Eine gute Strategie besteht darin, einen Stop-Loss zu setzen und ihn mit einem Take-Profit-Auftrag zu kombinieren, der doppelt so weit vom Eröffnungskurs entfernt liegt. Im gleichen Beispiel wie oben hätte man also einen Stop-Loss in 50 Pips Entfernung vom Eröffnungskurs und einen Take-Profit in 100 Pips Abstand vom selben Einstiegskurs. Auf diese Weise erreichen wir ein Chance-Risiko-Verhältnis von 2:1, das sich gut für Anfänger eignet. Natürlich können auch konservativere Niveaus gewählt werden – etwa 20 Pips für den Stop-Loss und 40 Pips für den Take-Profit-Auftrag.
Zusätzliche Tipps für den Forex-Handel mit Echtgeld
Einer der wichtigsten Punkte, den Einsteiger kennen sollten, bevor sie ein Echtgeldkonto eröffnen, ist, nichts zu überstürzen. Es ist immer besser, mit einem Demokonto zu beginnen und das Traden zu erlernen, bevor sie Geld investieren in ein Live-Forex-Konto. Sie sollten sicherstellen, dass sie über genügend Wissen und Disziplin verfügen, um mit echtem Geld zu handeln, ohne sich von Emotionen leiten zu lassen.
Ein weiterer guter Tipp für alle, die gerade in die Welt des Forex-Handels einsteigen, ist, realistische Erwartungen an mögliche Gewinne zu haben. Es stimmt, dass einige Trader in relativ kurzer Zeit enorme Profite erzielen können – doch solche Glücksfälle treten entweder zufällig ein oder nach Jahren an Erfahrung, professioneller Weiterentwicklung im Trading und einem außergewöhnlichen Verständnis der Märkte. In den meisten Fällen bedeutet Erfolg in diesem Bereich jedoch langfristigen Erfolg, langsamen Fortschritt und – leider – eine lange Reihe von Fehlern, aus denen wir harte Lektionen lernen.

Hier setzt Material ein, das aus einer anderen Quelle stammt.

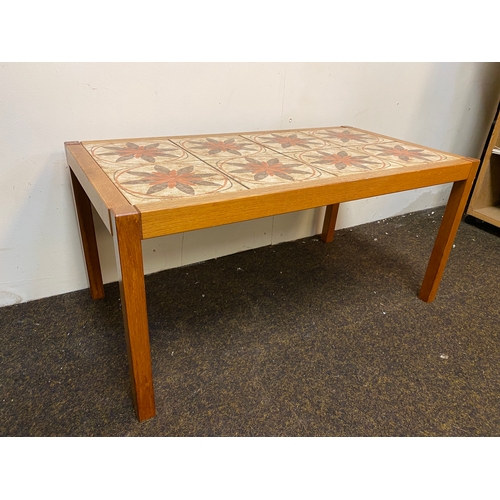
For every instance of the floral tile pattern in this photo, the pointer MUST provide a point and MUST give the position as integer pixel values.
(147, 170)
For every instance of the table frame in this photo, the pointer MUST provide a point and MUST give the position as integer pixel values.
(129, 225)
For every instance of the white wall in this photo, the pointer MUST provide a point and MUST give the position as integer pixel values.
(447, 106)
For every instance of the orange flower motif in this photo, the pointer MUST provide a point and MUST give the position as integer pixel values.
(343, 160)
(132, 150)
(164, 178)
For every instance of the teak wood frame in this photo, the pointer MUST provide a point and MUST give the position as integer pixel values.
(129, 225)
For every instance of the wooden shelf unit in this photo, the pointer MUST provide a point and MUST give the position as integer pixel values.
(485, 200)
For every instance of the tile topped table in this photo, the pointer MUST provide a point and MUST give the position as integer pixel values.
(150, 187)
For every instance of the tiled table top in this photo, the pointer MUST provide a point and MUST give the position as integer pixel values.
(159, 169)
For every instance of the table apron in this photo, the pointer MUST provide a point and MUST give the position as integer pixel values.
(195, 215)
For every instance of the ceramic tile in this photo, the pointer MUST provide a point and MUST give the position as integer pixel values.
(287, 142)
(346, 136)
(267, 169)
(166, 168)
(225, 146)
(154, 171)
(404, 154)
(341, 161)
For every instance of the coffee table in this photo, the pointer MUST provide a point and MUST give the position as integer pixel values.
(150, 187)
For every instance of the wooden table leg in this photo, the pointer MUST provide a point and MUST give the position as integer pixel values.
(446, 235)
(329, 222)
(89, 242)
(127, 238)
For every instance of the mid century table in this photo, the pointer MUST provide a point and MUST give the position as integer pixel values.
(150, 187)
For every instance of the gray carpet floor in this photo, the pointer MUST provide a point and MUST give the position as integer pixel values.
(296, 339)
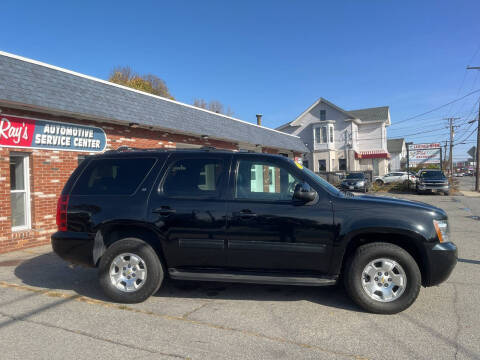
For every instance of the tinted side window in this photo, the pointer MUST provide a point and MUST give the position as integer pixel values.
(113, 176)
(195, 178)
(264, 181)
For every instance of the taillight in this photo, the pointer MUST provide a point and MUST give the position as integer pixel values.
(62, 206)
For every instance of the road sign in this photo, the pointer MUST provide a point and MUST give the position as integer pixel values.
(422, 154)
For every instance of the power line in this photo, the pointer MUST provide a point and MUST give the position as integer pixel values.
(437, 108)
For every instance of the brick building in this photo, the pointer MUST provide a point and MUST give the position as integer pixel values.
(50, 118)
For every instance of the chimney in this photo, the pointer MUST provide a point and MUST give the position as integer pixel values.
(259, 119)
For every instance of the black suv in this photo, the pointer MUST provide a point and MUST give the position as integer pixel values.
(206, 215)
(432, 180)
(355, 181)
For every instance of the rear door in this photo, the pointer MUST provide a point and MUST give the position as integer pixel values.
(187, 209)
(267, 230)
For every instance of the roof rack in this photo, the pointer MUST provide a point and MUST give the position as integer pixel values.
(129, 148)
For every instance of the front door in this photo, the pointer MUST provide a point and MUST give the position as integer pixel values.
(187, 208)
(266, 229)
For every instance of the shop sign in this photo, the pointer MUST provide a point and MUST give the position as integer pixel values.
(52, 135)
(420, 154)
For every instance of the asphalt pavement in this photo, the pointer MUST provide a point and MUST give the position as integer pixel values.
(50, 311)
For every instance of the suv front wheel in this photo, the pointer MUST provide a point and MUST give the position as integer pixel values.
(130, 271)
(382, 278)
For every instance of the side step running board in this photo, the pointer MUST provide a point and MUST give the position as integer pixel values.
(258, 278)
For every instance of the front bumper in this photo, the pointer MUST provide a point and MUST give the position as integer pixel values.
(423, 187)
(441, 258)
(74, 247)
(349, 187)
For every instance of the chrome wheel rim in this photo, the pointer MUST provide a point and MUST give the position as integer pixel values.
(384, 280)
(128, 272)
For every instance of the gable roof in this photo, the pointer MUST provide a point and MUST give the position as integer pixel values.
(395, 145)
(26, 83)
(360, 116)
(320, 100)
(371, 114)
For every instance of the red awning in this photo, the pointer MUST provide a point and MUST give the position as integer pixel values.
(372, 154)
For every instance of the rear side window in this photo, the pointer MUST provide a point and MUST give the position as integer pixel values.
(195, 178)
(113, 176)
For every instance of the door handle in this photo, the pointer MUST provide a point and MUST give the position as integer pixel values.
(164, 211)
(244, 214)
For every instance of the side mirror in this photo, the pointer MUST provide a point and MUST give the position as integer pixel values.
(304, 193)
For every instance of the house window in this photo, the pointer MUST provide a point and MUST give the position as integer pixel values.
(19, 191)
(80, 159)
(322, 165)
(324, 134)
(323, 115)
(321, 134)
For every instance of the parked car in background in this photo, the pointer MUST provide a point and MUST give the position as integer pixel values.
(432, 180)
(395, 177)
(356, 181)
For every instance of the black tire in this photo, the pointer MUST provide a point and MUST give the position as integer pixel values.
(154, 277)
(354, 273)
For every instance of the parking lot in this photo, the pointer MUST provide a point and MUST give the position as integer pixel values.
(48, 310)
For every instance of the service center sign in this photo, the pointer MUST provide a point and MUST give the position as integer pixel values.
(52, 135)
(424, 153)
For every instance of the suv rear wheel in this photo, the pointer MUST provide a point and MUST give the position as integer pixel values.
(130, 271)
(382, 278)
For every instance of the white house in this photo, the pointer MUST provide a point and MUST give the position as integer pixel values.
(338, 139)
(398, 153)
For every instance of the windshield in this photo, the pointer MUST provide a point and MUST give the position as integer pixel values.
(432, 175)
(355, 176)
(322, 182)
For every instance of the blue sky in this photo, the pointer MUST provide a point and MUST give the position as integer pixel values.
(273, 57)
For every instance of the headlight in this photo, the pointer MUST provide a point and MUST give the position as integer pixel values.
(441, 227)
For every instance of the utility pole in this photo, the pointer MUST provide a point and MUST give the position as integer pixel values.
(452, 132)
(477, 163)
(444, 155)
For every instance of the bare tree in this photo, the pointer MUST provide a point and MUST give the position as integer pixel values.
(213, 105)
(123, 75)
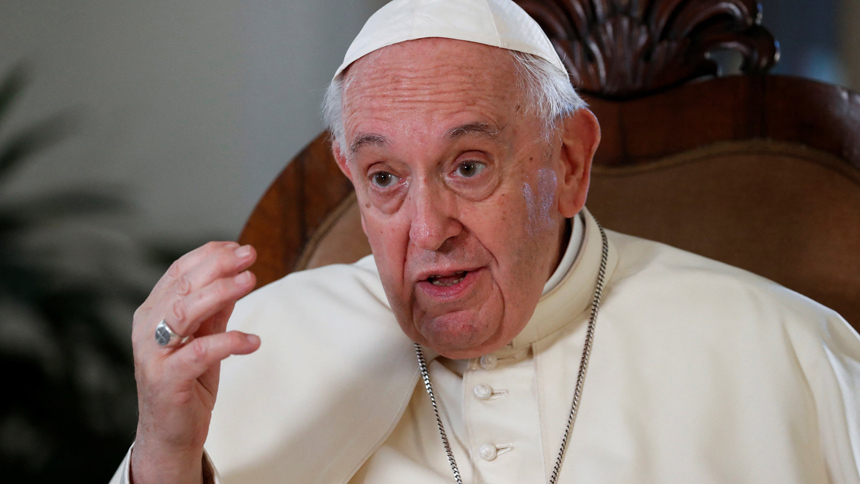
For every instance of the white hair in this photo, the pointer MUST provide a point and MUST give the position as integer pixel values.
(547, 92)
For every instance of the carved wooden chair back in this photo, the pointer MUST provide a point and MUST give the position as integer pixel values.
(759, 171)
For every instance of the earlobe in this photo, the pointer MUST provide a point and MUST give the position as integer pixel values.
(580, 138)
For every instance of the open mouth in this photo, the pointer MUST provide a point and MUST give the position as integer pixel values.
(448, 280)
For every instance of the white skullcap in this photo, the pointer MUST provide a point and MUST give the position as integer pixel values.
(498, 23)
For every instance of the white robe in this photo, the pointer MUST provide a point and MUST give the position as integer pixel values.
(700, 373)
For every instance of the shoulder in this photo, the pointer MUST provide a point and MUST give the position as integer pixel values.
(664, 272)
(710, 301)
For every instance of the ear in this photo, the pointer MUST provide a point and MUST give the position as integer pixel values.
(343, 164)
(580, 137)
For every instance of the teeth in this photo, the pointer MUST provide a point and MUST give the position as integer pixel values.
(434, 279)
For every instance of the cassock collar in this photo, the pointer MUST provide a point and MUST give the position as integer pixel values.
(572, 295)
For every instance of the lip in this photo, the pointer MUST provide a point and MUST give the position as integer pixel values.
(447, 293)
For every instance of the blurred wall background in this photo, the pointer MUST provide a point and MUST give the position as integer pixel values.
(194, 106)
(190, 109)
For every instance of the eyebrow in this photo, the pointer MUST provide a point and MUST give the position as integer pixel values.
(367, 139)
(483, 129)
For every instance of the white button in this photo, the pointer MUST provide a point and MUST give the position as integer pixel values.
(489, 362)
(488, 451)
(482, 392)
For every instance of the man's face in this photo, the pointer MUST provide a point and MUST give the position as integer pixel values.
(458, 190)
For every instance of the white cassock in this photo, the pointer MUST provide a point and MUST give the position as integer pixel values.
(700, 373)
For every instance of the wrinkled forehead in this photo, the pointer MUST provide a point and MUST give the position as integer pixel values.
(430, 72)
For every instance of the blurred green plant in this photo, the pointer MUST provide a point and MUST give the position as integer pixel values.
(68, 410)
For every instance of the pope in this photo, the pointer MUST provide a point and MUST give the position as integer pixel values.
(498, 333)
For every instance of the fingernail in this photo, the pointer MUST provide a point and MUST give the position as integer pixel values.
(243, 251)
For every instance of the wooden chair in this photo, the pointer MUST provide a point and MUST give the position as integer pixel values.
(759, 171)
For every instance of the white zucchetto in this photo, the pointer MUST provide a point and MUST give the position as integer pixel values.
(498, 23)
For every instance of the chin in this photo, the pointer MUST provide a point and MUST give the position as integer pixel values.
(461, 335)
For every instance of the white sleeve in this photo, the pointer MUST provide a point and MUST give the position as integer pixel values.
(122, 476)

Risikomanagement ist unverzichtbar, kann aber für sich allein keine Gewinne garantieren. Um erfolgreich zu sein, sollten Anleger eigene Handelsstrategien und -stile entwickeln, diese testen und herausfinden, welche Techniken wirksam sind und welche einfach nicht funktionieren. Trading-Strategien finden sich auch online, und die meisten Forex-Broker stellen ihren Kunden umfangreiche Schulungsmaterialien zur Verfügung. An einem Plan und einer Handelsstrategie festzuhalten, zwingt Trader dazu, nicht mehr aus dem Bauch heraus zu handeln.
Ein hilfreicher Rat für Anfänger ist, zunächst mit einem wichtigen Währungspaar zu beginnen und dann nach und nach weitere Paare hinzuzufügen. Diese Taktik ermöglicht es ihnen, von einer hohen Liquidität zu profitieren – insbesondere, wenn es sich um ein stark gehandeltes Paar wie EUR/USD handelt. Außerdem erhalten sie so die Gelegenheit, unterschiedliche Marktumgebungen und -bedingungen zu erleben, während sie dasselbe Paar handeln. Natürlich weisen Hauptwährungspaare auch enge Spreads und höhere Hebel auf.
Nach einigen Monaten können Trader beginnen, ihr Portfolio langsam zu diversifizieren und nicht nur neue Devisenmärkte, sondern auch völlig andere Finanzinstrumente zu erkunden. Die meisten Online-Forex-Broker bieten Contracts for Difference (CFDs) auf eine Vielzahl zugrunde liegender Vermögenswerte wie Unternehmensaktien, Marktindizes, Rohstoffe und andere an.